Both events featured comments from Korie L. Edwards, Ph.D., associate professor of sociology at The Ohio State University, a leading scholar of race and religion in the United States and past president of the Society for the Scientific Study of Religion.
In her remarks to campus, titled “The Moment is Now,” Edwards noted that King lived by his convictions and “never, ever buckled.”
His famous “I Have a Dream” speech often is represented by the “beautiful vision” of, as King states, a time when “little black boys and black girls will be able to join hands with little white boys and white girls as sisters and brothers,” Edwards said, but the speech also is a call for freedom and justice.
That call also is clear in King’s April 1963 “Letter from the Birmingham Jail,” she said, which includes King’s disappointment that the nation’s white ministers and rabbi were not collectively more supportive of the call for civil rights.
In the letter, King stated: “You deplore the demonstrations that are presently taking place in Birmingham. But I am sorry that your statement did not express a similar concern for the conditions that brought the demonstrations into being. … [I]t is even more unfortunate that the white power structure of this city left the Negro community with no other alternative.”
Edwards said some of those clergy had penned a letter urging the nation’s black population to appeal to the courts and “peacefully abide” a system that, she noted, previously supported killing, beating, segregating, and dehumanizing an entire race.
In her remarks, Edwards urged the audience not to send a message of acceptance of injustice through inaction. The moment for freedom and justice, she said, is now. “Not tomorrow. Not sometime in the undetermined future. But now.”

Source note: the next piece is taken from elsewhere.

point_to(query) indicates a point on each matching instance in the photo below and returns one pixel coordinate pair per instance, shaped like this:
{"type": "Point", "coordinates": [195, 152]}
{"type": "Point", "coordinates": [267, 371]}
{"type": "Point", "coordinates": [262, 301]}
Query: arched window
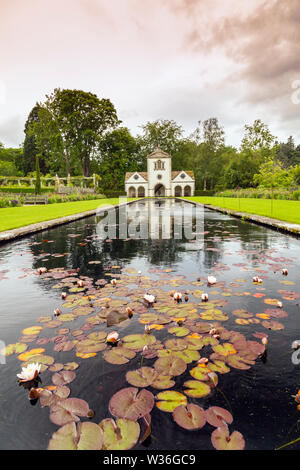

“Silence is easier, even personally safer,” Edwards said. “Can our fear justify our silence, our inaction? … Perhaps today you have a fierce urgency in you … to speak, to stand, to fight for love and truth.”
The OWU events also featured The Gospel Lyres student musical group performing “Lift Every Voice and Sing,” which encourages listeners to “Lift every voice and sing, till earth and heaven ring, ring with harmonies of liberty.”